Para ve emtia aynı şey değildir, bu nedenle para ve emtia dolaşımı doğası gereği bozulmaya tabidir. Herhangi bir zamanda, nakit paraya sahip olanlar, metaları geçerli fiyatlardan satın almaya karar vermeyebilir ve bunun yerine biriktirebilirler. O zaman emtia satanlar fiyatları düşürmek, hatta iflas etmek zorunda kalırlar. Marx’ın hayali sermaye olarak adlandırdığı, para ve emtia ya da tahvil veya hisse senedi gibi finansal varlıklarla para değişimindeki bu çöküşü pek çok şey tetikleyebilir. Ve aniden de gerçekleşebilir.
ABD YILLARCA SÜRECEK BİR KRİZİN EŞİĞİNDE
Silikon Vadisi Bankası’nda ortaya çıkan ‘likidite’ krizi şimdi emlak sektöründe ve büyük tahvil borçları olan bankalarda yaşanıyor. Yani bankacılık krizi henüz sona ermiş değil. Hatta bazıları, ABD’deki 1980-90’lardaki tasarruf ve kredi krizinde olduğu gibi, yıllarca sürecek bir krizin yaşanabileceğini savunuyor.
Kesin olan şu ki, kredi koşulları sıkılaşıyor. Banka kredileri düşecek ve üretken sektörlerdeki şirketler yatırım yapmak için, hane halkları da yüksek meblağlı ürünler satın almak için fon bulmakta giderek zorlanacak. Bu da ekonomilerin bu yıl çöküşe girmesini hızlandıracak. Daha geçen hafta ABD Merkez Bankası bu yılki büyüme tahminleri sadece yüzde 0,4’e düşürdü ki gerçekleşmesi halinde bu yılın ortasında en az iki çeyrek daralma anlamına gelecektir.

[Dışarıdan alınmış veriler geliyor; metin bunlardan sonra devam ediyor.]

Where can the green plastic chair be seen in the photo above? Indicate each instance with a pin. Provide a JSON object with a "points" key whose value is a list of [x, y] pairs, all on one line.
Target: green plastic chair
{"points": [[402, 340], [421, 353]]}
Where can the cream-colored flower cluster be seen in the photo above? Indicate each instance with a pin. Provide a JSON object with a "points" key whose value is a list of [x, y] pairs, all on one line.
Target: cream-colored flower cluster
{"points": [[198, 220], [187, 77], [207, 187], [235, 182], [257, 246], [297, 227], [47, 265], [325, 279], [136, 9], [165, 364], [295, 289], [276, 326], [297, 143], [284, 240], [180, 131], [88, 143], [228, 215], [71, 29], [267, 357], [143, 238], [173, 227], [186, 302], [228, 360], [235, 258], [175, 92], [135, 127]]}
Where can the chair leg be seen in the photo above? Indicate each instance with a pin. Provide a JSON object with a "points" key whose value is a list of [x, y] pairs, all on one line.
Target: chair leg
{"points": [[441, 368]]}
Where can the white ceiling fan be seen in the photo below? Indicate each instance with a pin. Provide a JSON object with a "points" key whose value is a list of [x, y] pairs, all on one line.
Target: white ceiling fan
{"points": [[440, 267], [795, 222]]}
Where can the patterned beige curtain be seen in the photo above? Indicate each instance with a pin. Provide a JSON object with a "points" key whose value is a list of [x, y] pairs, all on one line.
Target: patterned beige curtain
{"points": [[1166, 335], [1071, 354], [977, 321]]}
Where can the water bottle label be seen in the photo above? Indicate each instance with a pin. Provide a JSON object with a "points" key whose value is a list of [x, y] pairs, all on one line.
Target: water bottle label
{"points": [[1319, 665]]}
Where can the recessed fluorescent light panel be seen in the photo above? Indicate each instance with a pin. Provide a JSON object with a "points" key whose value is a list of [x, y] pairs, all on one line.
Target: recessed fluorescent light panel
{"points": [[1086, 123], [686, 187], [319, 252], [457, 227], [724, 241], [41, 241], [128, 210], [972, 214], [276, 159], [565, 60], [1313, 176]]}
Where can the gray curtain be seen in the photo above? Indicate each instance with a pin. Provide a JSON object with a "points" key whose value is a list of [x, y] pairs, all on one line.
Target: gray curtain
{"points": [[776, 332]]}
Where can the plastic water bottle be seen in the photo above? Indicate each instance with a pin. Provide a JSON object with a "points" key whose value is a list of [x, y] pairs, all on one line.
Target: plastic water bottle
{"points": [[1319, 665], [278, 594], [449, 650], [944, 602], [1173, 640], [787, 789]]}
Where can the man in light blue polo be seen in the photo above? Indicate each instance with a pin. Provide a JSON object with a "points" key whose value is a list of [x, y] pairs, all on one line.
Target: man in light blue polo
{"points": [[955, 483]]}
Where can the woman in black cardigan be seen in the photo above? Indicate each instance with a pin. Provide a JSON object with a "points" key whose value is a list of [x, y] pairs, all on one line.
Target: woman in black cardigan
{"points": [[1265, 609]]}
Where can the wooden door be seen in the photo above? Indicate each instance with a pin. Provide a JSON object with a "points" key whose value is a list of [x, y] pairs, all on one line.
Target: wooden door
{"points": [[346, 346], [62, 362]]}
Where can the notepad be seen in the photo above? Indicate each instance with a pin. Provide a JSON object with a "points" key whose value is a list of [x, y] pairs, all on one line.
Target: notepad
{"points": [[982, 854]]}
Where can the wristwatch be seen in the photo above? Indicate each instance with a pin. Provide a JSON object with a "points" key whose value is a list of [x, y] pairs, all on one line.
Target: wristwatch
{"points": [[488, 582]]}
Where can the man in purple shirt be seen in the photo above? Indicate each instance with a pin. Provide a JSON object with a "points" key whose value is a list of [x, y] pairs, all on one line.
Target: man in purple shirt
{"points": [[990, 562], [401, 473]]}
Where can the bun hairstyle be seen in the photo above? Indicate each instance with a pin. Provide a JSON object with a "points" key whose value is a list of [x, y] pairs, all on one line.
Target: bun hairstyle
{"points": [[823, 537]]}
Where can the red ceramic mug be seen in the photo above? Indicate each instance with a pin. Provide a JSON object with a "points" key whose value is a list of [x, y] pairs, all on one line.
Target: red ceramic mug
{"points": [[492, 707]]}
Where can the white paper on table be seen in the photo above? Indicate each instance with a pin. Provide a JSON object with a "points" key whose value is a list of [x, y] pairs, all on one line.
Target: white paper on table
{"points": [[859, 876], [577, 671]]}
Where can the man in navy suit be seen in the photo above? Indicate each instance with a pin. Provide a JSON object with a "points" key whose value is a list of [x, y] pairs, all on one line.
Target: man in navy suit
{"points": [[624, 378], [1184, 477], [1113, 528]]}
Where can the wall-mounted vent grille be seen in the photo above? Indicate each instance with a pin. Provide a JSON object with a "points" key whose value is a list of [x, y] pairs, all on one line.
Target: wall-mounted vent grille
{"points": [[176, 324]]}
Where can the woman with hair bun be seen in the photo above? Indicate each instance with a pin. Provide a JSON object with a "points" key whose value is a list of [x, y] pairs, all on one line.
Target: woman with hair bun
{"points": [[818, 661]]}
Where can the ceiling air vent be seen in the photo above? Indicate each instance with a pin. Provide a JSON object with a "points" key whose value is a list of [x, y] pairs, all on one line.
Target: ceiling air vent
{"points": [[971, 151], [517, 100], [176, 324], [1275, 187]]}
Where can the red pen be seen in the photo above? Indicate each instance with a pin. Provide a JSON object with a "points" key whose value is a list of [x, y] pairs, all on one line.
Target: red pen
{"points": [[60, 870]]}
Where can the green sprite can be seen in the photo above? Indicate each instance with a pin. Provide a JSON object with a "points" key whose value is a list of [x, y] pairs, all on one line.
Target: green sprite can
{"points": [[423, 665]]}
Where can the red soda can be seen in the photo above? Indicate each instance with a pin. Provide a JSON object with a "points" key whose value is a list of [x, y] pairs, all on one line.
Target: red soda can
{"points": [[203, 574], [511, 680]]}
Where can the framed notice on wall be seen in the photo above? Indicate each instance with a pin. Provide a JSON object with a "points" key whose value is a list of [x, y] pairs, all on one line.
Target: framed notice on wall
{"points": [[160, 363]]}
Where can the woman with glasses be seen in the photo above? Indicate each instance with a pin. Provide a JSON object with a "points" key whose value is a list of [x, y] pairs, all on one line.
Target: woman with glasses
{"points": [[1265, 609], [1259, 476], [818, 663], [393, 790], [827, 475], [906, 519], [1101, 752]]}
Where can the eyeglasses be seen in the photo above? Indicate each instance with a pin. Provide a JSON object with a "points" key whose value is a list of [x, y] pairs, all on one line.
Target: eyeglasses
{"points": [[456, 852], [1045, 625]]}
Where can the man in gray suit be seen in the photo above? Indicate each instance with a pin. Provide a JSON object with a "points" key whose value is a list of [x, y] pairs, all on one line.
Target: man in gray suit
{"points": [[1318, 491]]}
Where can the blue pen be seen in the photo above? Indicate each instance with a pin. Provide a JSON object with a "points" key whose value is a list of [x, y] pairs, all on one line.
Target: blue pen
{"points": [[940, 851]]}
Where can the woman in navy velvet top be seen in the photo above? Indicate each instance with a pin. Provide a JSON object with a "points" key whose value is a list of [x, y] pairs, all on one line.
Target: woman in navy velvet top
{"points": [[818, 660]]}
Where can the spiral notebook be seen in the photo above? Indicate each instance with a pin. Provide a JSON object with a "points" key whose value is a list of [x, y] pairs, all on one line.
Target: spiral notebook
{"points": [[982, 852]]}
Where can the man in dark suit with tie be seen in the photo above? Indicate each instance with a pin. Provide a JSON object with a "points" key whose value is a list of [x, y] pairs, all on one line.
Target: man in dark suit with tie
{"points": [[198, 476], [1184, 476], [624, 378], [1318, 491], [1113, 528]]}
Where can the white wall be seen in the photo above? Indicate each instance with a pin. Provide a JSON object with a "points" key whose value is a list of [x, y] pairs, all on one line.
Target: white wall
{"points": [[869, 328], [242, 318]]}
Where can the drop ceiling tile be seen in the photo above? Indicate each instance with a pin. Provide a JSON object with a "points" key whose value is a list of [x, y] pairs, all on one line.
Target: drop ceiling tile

Eğer mevcut bankacılık krizi 2008’de olduğu gibi sistemik bir hal alırsa, bankacılık elitinin uğradığı kayıpların hükümet kurtarmaları yoluyla ‘toplumsallaştırılması’, kamu sektörü borçlarının (halihazırda rekor seviyelerde) artırılması gerekecektir. Tüm bunlar da ortaya ‘kurtarma’nın, artan vergilendirme, sosyal refah harcamaları ve hizmetlerinde daha fazla kemer sıkma yoluyla geri kalanımızın sırtından karşılanacağı anlamına gelir.